In his book, “Glow Kids,” Dr. Nicholas Kardaras says that brain images have proven that digital screens can generate just as much pleasure (in the form of dopamine releases) as sex. Other research is connecting screen time to a host of ailments, including depression, anxiety, ADHD, addiction, and more. It can get so bad, says Kardaras, that a child’s brain eventually can show the same damage as if it was addicted to cocaine.
So what’s a parent to do, particularly in an age when schools are actually introducing more screen time in the form of laptops, tablets, and other digital learning devices? One answer: send your kids away to camp, where the digital tech is strictly verboten.

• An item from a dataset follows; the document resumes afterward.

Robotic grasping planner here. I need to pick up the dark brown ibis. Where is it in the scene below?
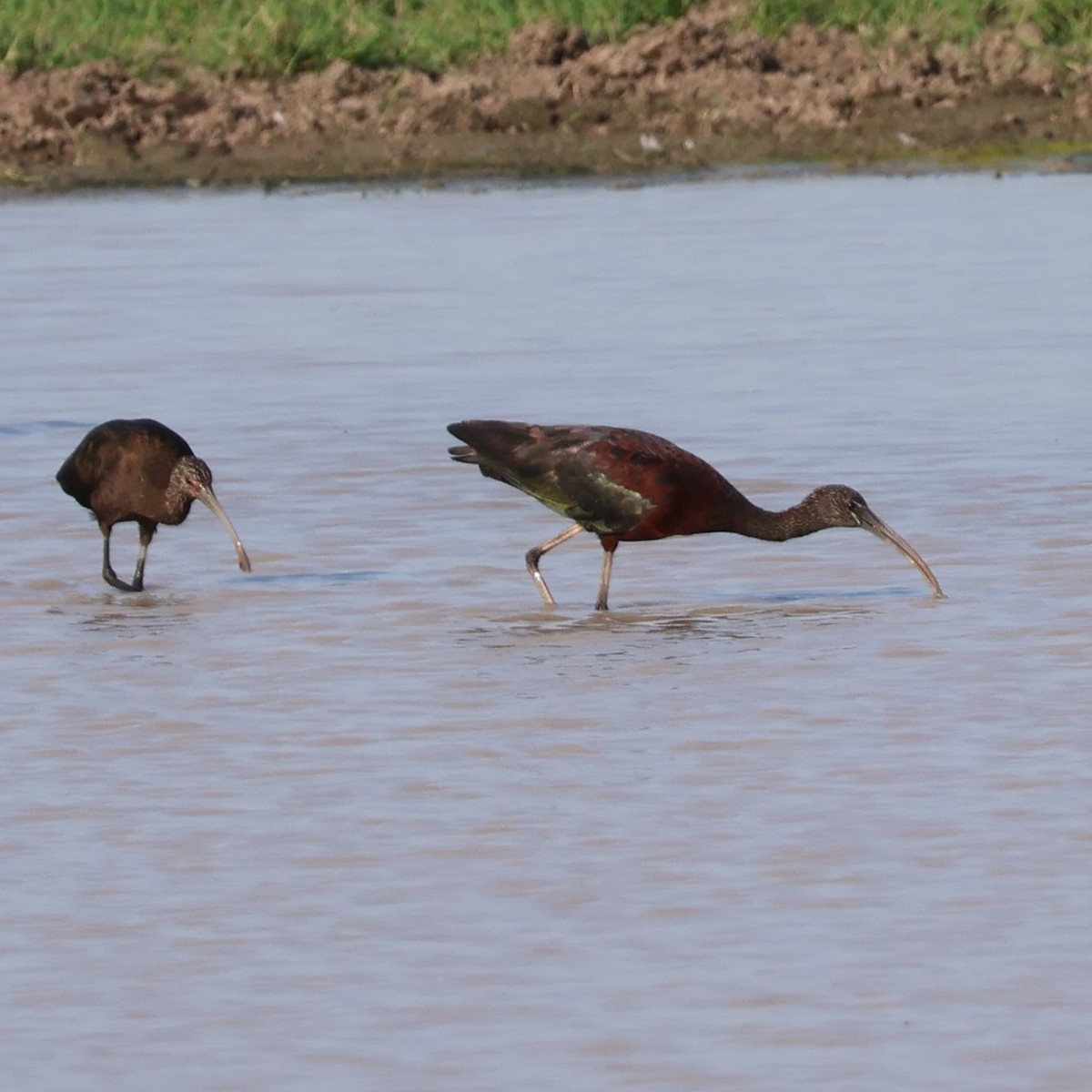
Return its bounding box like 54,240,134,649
448,420,945,611
56,420,250,592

In an All Things Considered podcast that aired earlier this year, reporter Anya Kamenetz visited a number of summer camps which, as she noted, enjoy the unique distinction of being one of the nation’s only ‘tech-free zones.’
According to the American Camp Association, fewer than one-fifth of the nation’s more than 8,400 overnight camps permit and kind of Internet connectivity at all, and less than 10% allow mobile phones. Some camps will even evict campers who violate the no-phone policy.

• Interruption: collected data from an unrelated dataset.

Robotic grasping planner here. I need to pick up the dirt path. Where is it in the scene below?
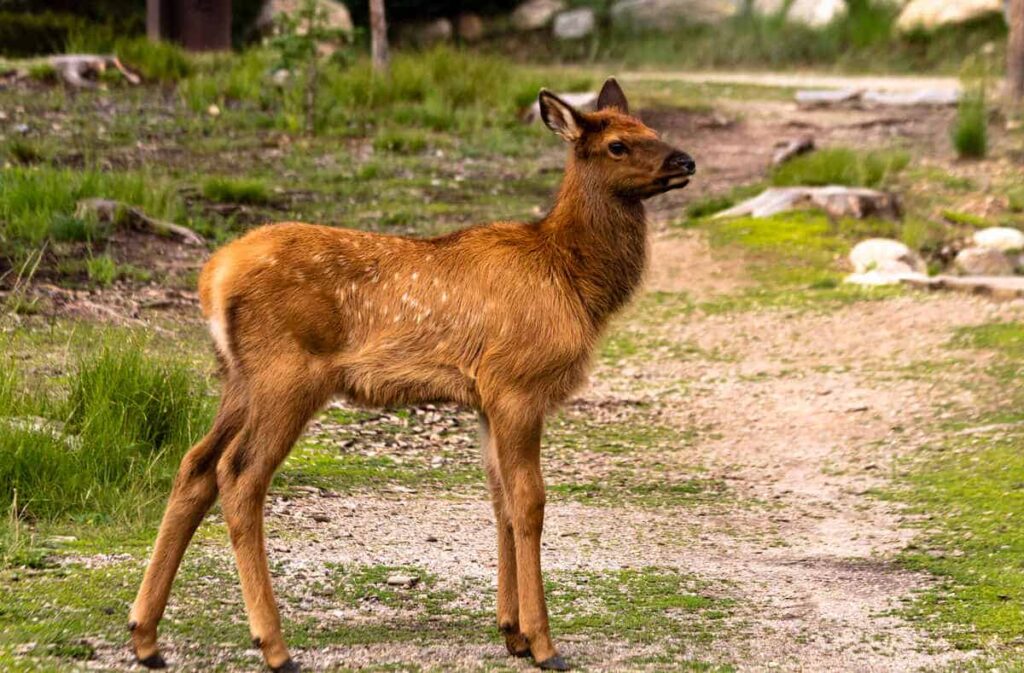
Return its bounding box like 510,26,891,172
621,71,959,91
86,234,1022,671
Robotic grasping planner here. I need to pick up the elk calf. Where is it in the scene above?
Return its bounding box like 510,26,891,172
130,79,695,672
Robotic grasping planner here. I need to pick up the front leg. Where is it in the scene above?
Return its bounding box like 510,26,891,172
480,414,529,657
488,405,568,671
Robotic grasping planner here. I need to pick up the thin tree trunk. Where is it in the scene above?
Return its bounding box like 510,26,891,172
1007,0,1024,106
370,0,385,73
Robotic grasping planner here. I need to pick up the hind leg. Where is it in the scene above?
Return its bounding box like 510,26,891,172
217,368,324,673
129,381,246,668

What that all adds up to is a kind of detox for kids otherwise accustomed to spending multiple hours a day texting friends, checking social media channels, and otherwise constantly being plugged in.
Digital Detox for Mom and Dad Too?
Not surprisingly, many if not most of the kids struggle going cold turkey. But counselors report that, within a few days, not only do their young campers stop missing the tech, they actually start to enjoy themselves in the same ways earlier generations of campers did: by going for hikes in the woods, canoeing, horseback riding, playing games, and simply talking with each other, face to face.
What is surprising when it comes to the tech-free policies, however, is that parents often turn out to be a bigger problem than their kids. “We started to hear from camp directors … that parents were the most problematic areas of a camp experience,” Barry Garst of Clemson University told Kamenetz.
Garst, who researches youth development, said counselors have told him modern ‘helicopter parents’ will demand constant updates about their kids. How often? One counselor said “up to 100 messages a day.”
“The number one concern is the separation that parents feel, and the difficulty in accepting a different type of communication with their child when their child is at camp,” said Garst.
To combat the problem, camps are putting in place training policies that help not just campers – but parents – understand that camp is a tech-free zone and that this policy is good for all involved – most notably, kids, who need to disconnect to rediscover the natural world around them.